When I first started looking for a new/replacement tenor I had a list of horns in my price range that I thought would do the job ... and hated them all. Yamahas, Yanis and Selmers felt horribly wrong in my hands. Only the Raw felt and sounded remotely acceptable but to be honest it was less a horn I liked and more a horn I didn't hate.
So I started looking further afield; as well as classic horns (the only two renowned models I didn't get the chance to try were a Conn 10m and a MkVI) I also tried other modern manufacturers such as Eastman (I thought their £3,000 52nd Street was on par with a £900 Trevor James SR but with sticky rolled tone holes), Mauriat (who I thought were actually quite good) and, eventually, the Keilwerth MKX that I instantly fell in love with.
I went through the whole process again a couple of months later because I didn't really want to spend well over three grand on 'just' an instrument. Unfortunately all that happened was that I confirmed what I already knew - there was only one sax for me.
Luckily 18 months later a second-hand one appeared for sale (the first, and last, one I'd seen). Even better, it was going for a fraction of the price of a new one. So much so that I thought it may have been stolen (it wasn't).
And I still love it. I seem to be in a very small minority (to say the least
) but it is the best sax out there as far as I'm concerned.
Easy way to avoid that: don't try any horns more than 10% or so out of your budget.
Where would the fun in that be?
In all seriousness, it has to be a pleasure to play. Bizarrely the action on the Selmer is still superb - absolutely no play at all. It's only the intonation that's a problem. Whatever I get to replace it needs to feel just as solid and precise under the fingers but with vastly superior intonation.
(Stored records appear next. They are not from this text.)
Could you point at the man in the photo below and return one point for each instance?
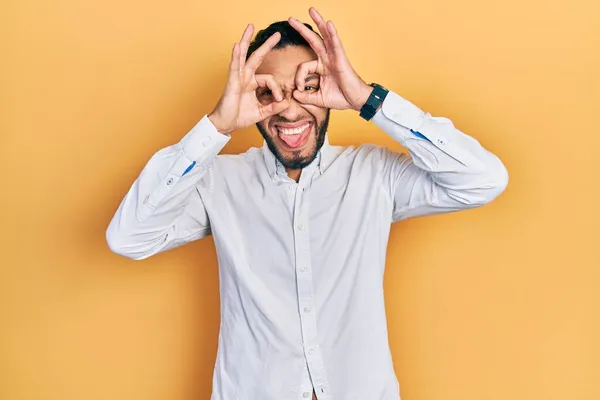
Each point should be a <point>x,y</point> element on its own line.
<point>301,226</point>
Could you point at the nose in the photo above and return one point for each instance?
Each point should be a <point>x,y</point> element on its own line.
<point>294,111</point>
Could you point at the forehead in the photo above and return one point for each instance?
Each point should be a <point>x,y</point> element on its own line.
<point>283,63</point>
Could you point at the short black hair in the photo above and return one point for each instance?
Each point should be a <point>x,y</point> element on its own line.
<point>289,37</point>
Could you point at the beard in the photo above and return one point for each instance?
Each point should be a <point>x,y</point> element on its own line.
<point>297,161</point>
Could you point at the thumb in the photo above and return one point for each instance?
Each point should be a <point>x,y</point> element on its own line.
<point>308,98</point>
<point>274,108</point>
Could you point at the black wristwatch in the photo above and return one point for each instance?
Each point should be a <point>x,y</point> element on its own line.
<point>377,96</point>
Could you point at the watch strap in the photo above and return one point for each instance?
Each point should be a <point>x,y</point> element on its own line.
<point>378,94</point>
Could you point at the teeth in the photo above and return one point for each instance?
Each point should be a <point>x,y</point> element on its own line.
<point>294,131</point>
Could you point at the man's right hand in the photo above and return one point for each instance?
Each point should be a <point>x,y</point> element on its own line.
<point>239,107</point>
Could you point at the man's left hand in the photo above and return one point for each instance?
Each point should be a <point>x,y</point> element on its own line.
<point>340,86</point>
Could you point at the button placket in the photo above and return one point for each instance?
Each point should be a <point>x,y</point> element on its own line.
<point>306,300</point>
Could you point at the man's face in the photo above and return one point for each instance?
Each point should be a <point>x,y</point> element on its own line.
<point>296,134</point>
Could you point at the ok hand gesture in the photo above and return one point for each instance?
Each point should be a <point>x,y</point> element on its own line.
<point>340,87</point>
<point>238,106</point>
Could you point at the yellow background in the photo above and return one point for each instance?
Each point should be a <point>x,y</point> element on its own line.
<point>502,302</point>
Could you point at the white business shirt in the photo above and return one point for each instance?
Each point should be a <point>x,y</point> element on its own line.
<point>301,265</point>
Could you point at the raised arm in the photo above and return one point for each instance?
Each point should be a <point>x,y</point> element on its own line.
<point>163,208</point>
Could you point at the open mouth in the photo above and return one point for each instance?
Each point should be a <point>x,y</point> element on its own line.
<point>294,135</point>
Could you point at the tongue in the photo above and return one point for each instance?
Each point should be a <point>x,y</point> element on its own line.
<point>292,140</point>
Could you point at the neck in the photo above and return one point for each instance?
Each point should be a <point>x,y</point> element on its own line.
<point>294,174</point>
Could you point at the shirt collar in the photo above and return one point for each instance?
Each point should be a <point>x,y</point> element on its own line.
<point>324,158</point>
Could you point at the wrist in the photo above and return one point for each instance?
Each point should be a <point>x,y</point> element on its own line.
<point>365,92</point>
<point>218,124</point>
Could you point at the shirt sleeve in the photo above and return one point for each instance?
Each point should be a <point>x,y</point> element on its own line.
<point>163,208</point>
<point>445,170</point>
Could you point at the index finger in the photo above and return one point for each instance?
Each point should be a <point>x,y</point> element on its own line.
<point>259,55</point>
<point>311,37</point>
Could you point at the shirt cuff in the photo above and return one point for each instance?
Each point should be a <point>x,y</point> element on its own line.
<point>203,138</point>
<point>401,112</point>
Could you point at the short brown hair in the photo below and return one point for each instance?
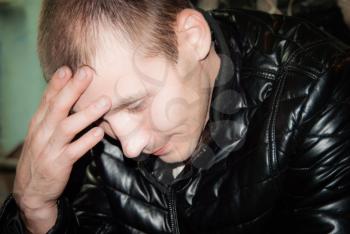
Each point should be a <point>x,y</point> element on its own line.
<point>68,28</point>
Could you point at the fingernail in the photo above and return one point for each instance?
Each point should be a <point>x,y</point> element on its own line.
<point>102,103</point>
<point>61,73</point>
<point>81,74</point>
<point>98,132</point>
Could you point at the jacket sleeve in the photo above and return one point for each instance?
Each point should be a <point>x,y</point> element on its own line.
<point>317,181</point>
<point>87,213</point>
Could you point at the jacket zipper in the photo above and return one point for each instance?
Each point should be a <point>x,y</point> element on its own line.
<point>173,214</point>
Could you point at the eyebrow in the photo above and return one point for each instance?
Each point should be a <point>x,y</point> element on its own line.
<point>126,101</point>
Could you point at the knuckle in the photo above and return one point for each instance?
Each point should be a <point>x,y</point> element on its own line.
<point>70,154</point>
<point>65,128</point>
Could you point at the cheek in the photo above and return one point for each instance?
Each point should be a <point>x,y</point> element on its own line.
<point>168,112</point>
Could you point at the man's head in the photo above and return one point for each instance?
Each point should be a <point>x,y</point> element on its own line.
<point>153,60</point>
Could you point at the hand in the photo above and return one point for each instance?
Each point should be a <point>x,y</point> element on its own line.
<point>48,154</point>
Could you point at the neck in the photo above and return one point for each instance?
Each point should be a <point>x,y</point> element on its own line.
<point>212,66</point>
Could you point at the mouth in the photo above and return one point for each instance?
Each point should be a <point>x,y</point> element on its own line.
<point>160,151</point>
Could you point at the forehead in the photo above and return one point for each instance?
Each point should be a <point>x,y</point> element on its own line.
<point>122,71</point>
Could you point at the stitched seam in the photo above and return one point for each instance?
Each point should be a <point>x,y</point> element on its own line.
<point>103,229</point>
<point>261,74</point>
<point>305,49</point>
<point>137,199</point>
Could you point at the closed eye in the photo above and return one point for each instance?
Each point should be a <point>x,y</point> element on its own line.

Seems to me (correct me if I am wrong) you play more Tenor than Alto anyway, right (?)
That's only really because the Model 26 is so challenging to play. In the R&B band it's about 66% tenor / 33% alto although it's slowly edging towards parity. Again, I'm favouring the tenor as much because of practicality as suitability for the song.
FWIW - and you probably know this - those old Selmer models DO have some market value...there is a subset of folks who want 'em...
I don't think I could ever sell it. Apart from it being a more than acceptable back-up, it's quite special to me on its own right.